User Account Permissions

---

Have you ever encountered this situation: You open an installer, and a few seconds later, the system asks you: “Do you want to allow this app to make changes to your device?”

What does this mean? To understand it, you need to know about user account permissions.

When Windows starts up, the operating system asks you to log into your account. You enter your password and access your desktop. Perhaps your account is an administrator-type account. This means your account has higher privileges than a standard user account.

The account settings in Windows 10 are quite complex, with various account permissions overlapping. Different permissions allow reading and writing to different files. However, overall, computer accounts can be broadly divided into two categories:

1. Physical Accounts
2. Virtual Accounts

Physical Accounts

Physical accounts are those actually registered by users. This is similar to registering an account on social media. The registrant owns the account’s username and password.

Virtual Accounts

Virtual accounts are built-in accounts of the operating system, generally with very high privileges. Users typically cannot log into the computer system using a virtual account. Virtual accounts strictly control the system’s core confidential files, preventing them from being modified or deleted by users or malware.

Virtual accounts have very high system file management permissions. Except for the Administrator super admin account, which can be enabled as a physical account through certain methods, other virtual accounts are generally not usable by us.

If we try to delete a core system file, the system will prompt us: “You need to provide administrator permission to delete this file.”

After clicking “OK,” the system prompts again: “You need permission from TrustedInstaller to make changes to this file.”

TrustedInstaller is one of the system’s virtual accounts.

The main virtual accounts in Windows include:

Administrator
TrustedInstaller
System
DefaultAccount
PowerUsers

You just need to be aware of what virtual accounts are.

All we really need to know is that when the system asks us for administrator permissions, it means our operation involves modifying system files, such as editing the registry.

Visually, if you see a small shield icon in the bottom right corner of a software icon, it means that software will request administrator permissions from you.

Sometimes, you might find this annoying: “A tiny, insignificant little software asks me for permission every time I open it. How annoying!” In fact, you can disable the user account permission prompts using the following method.

Steps:

1. Open the Control Panel (Shortcut: Windows key + s, search for "Control Panel")
2. View by: Small icons -> User Accounts -> Change User Account Control settings
3. Adjust the slider to "Never notify"
4. Click "OK" all the way through

The following content is cited from ChatGPT 3.5 for reference (no need to master):

---

User account permissions in the Windows operating system can be broken down into multiple levels, each with different privileges and access capabilities.
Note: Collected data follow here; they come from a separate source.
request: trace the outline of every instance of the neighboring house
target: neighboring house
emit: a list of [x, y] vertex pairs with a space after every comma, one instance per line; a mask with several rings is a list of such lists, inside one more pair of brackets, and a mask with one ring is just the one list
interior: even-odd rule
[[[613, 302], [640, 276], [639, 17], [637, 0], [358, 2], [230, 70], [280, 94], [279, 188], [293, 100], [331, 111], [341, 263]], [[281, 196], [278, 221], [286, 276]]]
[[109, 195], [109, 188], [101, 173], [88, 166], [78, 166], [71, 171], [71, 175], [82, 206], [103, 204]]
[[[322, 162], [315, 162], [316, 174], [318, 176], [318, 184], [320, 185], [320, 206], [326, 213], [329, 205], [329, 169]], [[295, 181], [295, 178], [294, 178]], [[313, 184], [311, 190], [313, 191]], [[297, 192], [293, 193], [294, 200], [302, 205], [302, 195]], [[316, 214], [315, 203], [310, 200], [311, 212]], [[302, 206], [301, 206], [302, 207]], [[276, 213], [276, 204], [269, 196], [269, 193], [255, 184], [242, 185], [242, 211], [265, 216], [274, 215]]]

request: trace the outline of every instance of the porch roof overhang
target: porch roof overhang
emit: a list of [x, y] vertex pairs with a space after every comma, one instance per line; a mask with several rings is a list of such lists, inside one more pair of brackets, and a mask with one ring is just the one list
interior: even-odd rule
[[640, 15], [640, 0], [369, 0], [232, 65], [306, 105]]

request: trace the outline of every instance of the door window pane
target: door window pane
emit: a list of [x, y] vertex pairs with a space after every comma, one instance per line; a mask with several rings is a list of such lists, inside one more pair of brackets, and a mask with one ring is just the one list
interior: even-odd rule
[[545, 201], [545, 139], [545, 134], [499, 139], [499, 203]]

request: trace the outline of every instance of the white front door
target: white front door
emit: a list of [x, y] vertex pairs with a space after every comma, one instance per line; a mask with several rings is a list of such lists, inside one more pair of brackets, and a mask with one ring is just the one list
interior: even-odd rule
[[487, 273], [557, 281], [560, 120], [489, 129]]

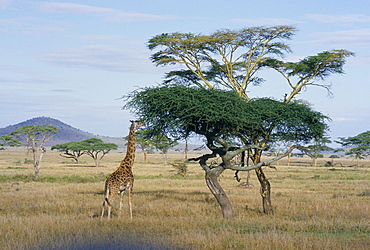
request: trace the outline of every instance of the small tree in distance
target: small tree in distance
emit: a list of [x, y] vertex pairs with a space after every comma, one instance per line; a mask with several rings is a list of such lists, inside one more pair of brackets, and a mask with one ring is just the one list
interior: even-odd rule
[[51, 150], [58, 150], [60, 156], [73, 159], [78, 164], [79, 158], [86, 153], [86, 146], [86, 143], [80, 141], [72, 141], [63, 144], [56, 144], [51, 147]]
[[152, 145], [162, 154], [164, 164], [167, 164], [167, 153], [168, 150], [179, 143], [167, 137], [165, 134], [156, 134], [151, 138]]
[[356, 166], [360, 165], [360, 160], [370, 155], [370, 131], [363, 132], [353, 137], [340, 137], [337, 143], [342, 145], [340, 151], [345, 151], [356, 159]]
[[111, 150], [116, 150], [117, 144], [104, 143], [101, 139], [90, 138], [83, 141], [72, 141], [64, 144], [57, 144], [51, 147], [51, 149], [57, 149], [60, 152], [60, 156], [65, 158], [72, 158], [79, 163], [79, 158], [87, 154], [93, 158], [95, 166], [100, 166], [100, 160], [108, 154]]
[[85, 153], [93, 158], [96, 167], [100, 167], [100, 160], [108, 154], [112, 149], [116, 150], [118, 148], [117, 144], [114, 143], [104, 143], [101, 139], [90, 138], [81, 141], [83, 147], [85, 148]]
[[28, 152], [32, 153], [35, 179], [39, 177], [42, 157], [46, 152], [44, 143], [56, 133], [59, 133], [59, 129], [50, 125], [25, 125], [10, 133], [13, 139], [18, 140], [19, 144], [24, 144]]
[[333, 150], [331, 147], [327, 146], [327, 143], [331, 143], [328, 137], [319, 138], [312, 145], [309, 145], [307, 155], [313, 159], [313, 166], [317, 166], [317, 158], [322, 157], [321, 152]]

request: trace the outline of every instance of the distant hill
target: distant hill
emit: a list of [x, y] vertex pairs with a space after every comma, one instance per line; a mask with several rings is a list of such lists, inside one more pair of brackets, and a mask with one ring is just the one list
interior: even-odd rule
[[50, 147], [55, 144], [62, 144], [70, 141], [82, 141], [92, 137], [99, 138], [106, 143], [115, 143], [118, 145], [119, 148], [125, 147], [124, 144], [126, 143], [122, 138], [119, 137], [108, 137], [108, 136], [97, 136], [92, 133], [84, 132], [80, 129], [74, 128], [68, 124], [65, 124], [57, 119], [53, 119], [50, 117], [36, 117], [24, 122], [10, 125], [5, 128], [0, 128], [0, 135], [9, 134], [12, 131], [23, 127], [24, 125], [50, 125], [56, 127], [60, 130], [60, 133], [55, 134], [49, 141], [45, 143], [45, 146]]

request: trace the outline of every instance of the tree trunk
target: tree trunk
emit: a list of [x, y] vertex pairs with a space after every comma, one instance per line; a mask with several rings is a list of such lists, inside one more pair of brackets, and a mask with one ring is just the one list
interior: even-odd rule
[[265, 214], [273, 214], [271, 205], [271, 186], [270, 182], [266, 179], [262, 168], [256, 168], [256, 174], [261, 184], [262, 207]]
[[317, 158], [313, 158], [313, 166], [317, 167]]
[[189, 152], [188, 139], [185, 138], [185, 150], [184, 150], [185, 161], [188, 160], [188, 152]]
[[221, 185], [217, 181], [217, 177], [221, 173], [217, 173], [215, 171], [207, 171], [206, 172], [206, 183], [211, 191], [211, 193], [215, 196], [218, 204], [221, 206], [222, 210], [222, 216], [224, 219], [231, 219], [233, 218], [233, 208], [229, 201], [229, 198], [227, 198], [227, 195], [225, 191], [222, 189]]
[[41, 147], [40, 150], [41, 150], [41, 153], [40, 153], [38, 160], [37, 160], [37, 149], [32, 150], [33, 151], [33, 167], [35, 169], [35, 175], [34, 175], [35, 179], [39, 178], [42, 157], [44, 156], [44, 153], [46, 152], [44, 147]]
[[148, 153], [146, 152], [146, 150], [144, 150], [144, 163], [148, 162], [147, 156], [148, 156]]
[[167, 165], [167, 153], [162, 153], [164, 165]]
[[35, 175], [34, 175], [34, 177], [37, 180], [39, 178], [40, 167], [39, 166], [35, 166], [34, 169], [35, 169]]
[[100, 167], [100, 161], [94, 158], [95, 167]]

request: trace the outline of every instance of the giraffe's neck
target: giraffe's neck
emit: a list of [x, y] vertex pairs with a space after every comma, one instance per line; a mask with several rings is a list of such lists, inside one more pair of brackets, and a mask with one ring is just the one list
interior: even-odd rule
[[130, 127], [130, 133], [128, 135], [127, 140], [127, 151], [126, 156], [121, 162], [121, 166], [123, 167], [123, 163], [125, 167], [131, 167], [134, 164], [135, 160], [135, 128], [133, 125]]

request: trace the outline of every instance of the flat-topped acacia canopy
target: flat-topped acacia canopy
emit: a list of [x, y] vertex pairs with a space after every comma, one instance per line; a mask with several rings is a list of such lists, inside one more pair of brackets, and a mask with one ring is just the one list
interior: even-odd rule
[[182, 85], [134, 91], [125, 107], [148, 129], [173, 137], [192, 132], [254, 144], [261, 140], [297, 143], [319, 138], [327, 129], [327, 117], [304, 104], [268, 98], [246, 101], [233, 91]]

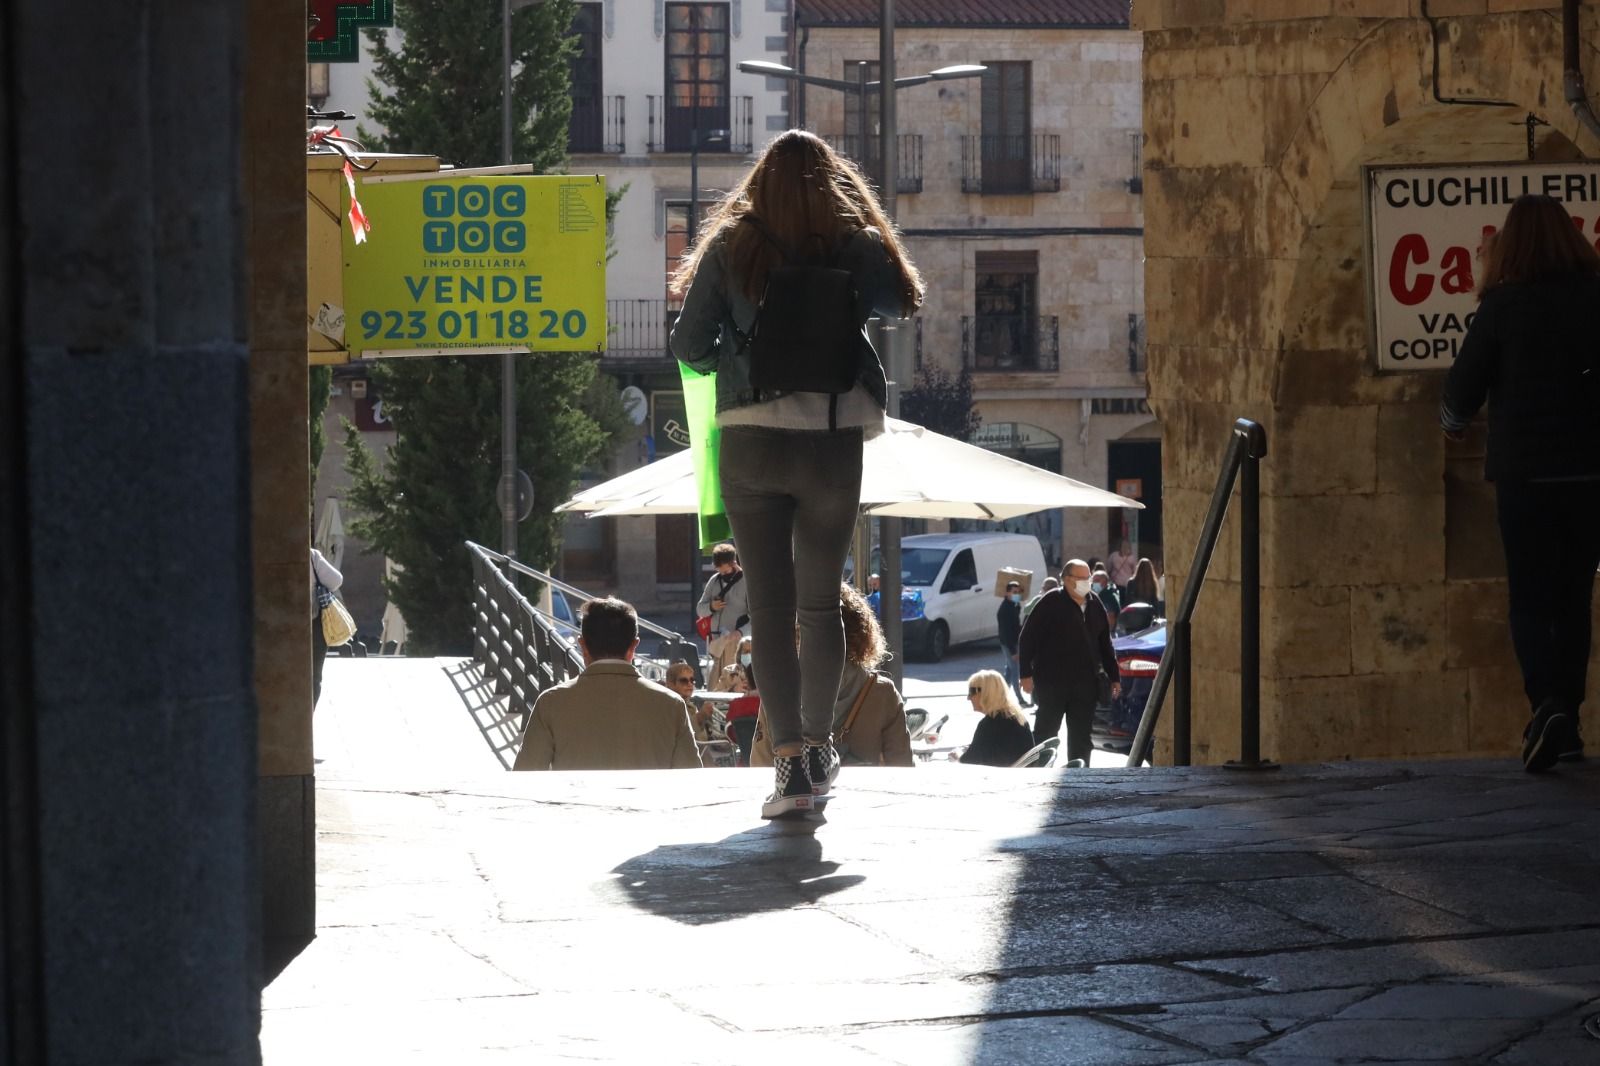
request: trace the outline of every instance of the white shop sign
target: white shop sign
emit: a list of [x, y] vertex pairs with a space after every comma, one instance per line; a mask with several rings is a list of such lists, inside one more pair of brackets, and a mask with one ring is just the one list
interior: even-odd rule
[[1477, 310], [1479, 243], [1543, 193], [1600, 238], [1600, 164], [1367, 167], [1368, 278], [1379, 370], [1448, 370]]

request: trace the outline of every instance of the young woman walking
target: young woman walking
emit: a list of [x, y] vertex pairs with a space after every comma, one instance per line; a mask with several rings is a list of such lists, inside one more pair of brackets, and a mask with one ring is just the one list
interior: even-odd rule
[[[768, 280], [779, 271], [785, 291], [775, 292]], [[860, 505], [862, 443], [882, 432], [888, 395], [863, 327], [874, 313], [915, 311], [922, 278], [855, 167], [790, 130], [712, 213], [672, 287], [684, 294], [673, 355], [717, 374], [722, 498], [745, 566], [776, 757], [761, 813], [799, 814], [839, 772], [830, 735], [844, 666], [839, 574]], [[802, 288], [814, 306], [793, 306]], [[774, 322], [840, 317], [852, 328], [839, 343], [791, 353], [776, 374], [764, 362], [783, 340]], [[809, 363], [842, 366], [847, 380], [835, 375], [818, 391], [770, 384], [803, 379]]]
[[1600, 255], [1561, 204], [1523, 196], [1483, 249], [1478, 313], [1445, 379], [1457, 439], [1487, 400], [1511, 644], [1533, 718], [1522, 763], [1583, 754], [1590, 604], [1600, 565]]

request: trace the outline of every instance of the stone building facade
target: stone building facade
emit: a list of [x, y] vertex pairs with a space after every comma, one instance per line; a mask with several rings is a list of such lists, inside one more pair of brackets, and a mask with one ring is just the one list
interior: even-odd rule
[[[1268, 757], [1518, 742], [1527, 705], [1481, 427], [1448, 444], [1442, 375], [1376, 369], [1361, 168], [1517, 161], [1530, 147], [1593, 157], [1562, 102], [1559, 15], [1513, 0], [1136, 5], [1168, 596], [1188, 577], [1177, 546], [1195, 543], [1229, 425], [1257, 419]], [[1595, 16], [1585, 5], [1591, 73]], [[1197, 762], [1238, 753], [1236, 534], [1230, 518], [1195, 622]], [[1592, 709], [1586, 724], [1600, 729]], [[1169, 737], [1166, 721], [1158, 758]]]
[[[865, 61], [875, 79], [877, 13], [866, 0], [797, 0], [791, 65], [853, 81]], [[1159, 431], [1144, 401], [1140, 39], [1127, 5], [902, 5], [895, 62], [899, 77], [990, 68], [896, 98], [897, 222], [928, 285], [916, 365], [971, 371], [984, 423], [977, 443], [1095, 485], [1139, 479], [1153, 505], [1140, 539], [1158, 550]], [[875, 167], [876, 93], [865, 153], [854, 97], [816, 86], [802, 95], [796, 124]], [[1006, 526], [1037, 533], [1058, 565], [1107, 554], [1123, 517], [1064, 510]]]

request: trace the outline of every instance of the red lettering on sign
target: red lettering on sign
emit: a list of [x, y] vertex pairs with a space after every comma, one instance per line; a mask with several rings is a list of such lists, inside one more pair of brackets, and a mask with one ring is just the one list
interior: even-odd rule
[[1407, 307], [1419, 304], [1433, 292], [1433, 275], [1419, 273], [1415, 281], [1408, 282], [1406, 274], [1416, 264], [1428, 261], [1428, 242], [1420, 233], [1408, 233], [1394, 242], [1394, 254], [1389, 257], [1389, 291]]
[[1447, 248], [1444, 258], [1439, 260], [1439, 269], [1444, 276], [1439, 279], [1439, 288], [1448, 293], [1472, 291], [1472, 256], [1465, 248]]

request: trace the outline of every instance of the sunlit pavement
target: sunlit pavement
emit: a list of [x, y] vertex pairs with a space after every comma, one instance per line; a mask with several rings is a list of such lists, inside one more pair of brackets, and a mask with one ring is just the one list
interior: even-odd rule
[[505, 773], [442, 665], [328, 664], [269, 1064], [1600, 1061], [1600, 767], [935, 763], [774, 825], [762, 771]]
Here is a detailed introduction to Windows user account permissions:

1. Administrator: Possesses the highest privileges in the system and can perform all operations, including installing and uninstalling software, changing system settings, and managing other user accounts.

2. Standard User: Has access to their personal files and most system settings but cannot make system-level changes. Standard users typically cannot install software or modify system settings, but they can run installed applications and access shared resources.

3. Restricted User: The user type with the lowest privileges, only able to access their personal files and a few allowed system resources. Restricted users cannot change system settings, install software, or access other users’ files.

4. Audit Policy: Users with this permission can view system logs, audit logs, and security event logs to monitor system activity and security.

5. Remote Desktop Users: Users with this permission can connect to the computer via Remote Desktop and operate the computer in a remote session.

6. Backup Operators: Users who can back up and restore system data and files.

7. Print Operators: Users who can manage printers and print queues.

8. License Server Administrators: Users who can manage and distribute software licenses.

9. Virtual Accounts Created by the OS: Such as TrustedInstaller, LOCAL SERVICE, NETWORK SERVICE, etc. These accounts have specific permissions and purposes for running system services and applications.

It is important to note that user account permissions can be further configured and adjusted through Group Policy or Local Security Policy. The specific permissions may vary depending on the system configuration and environment.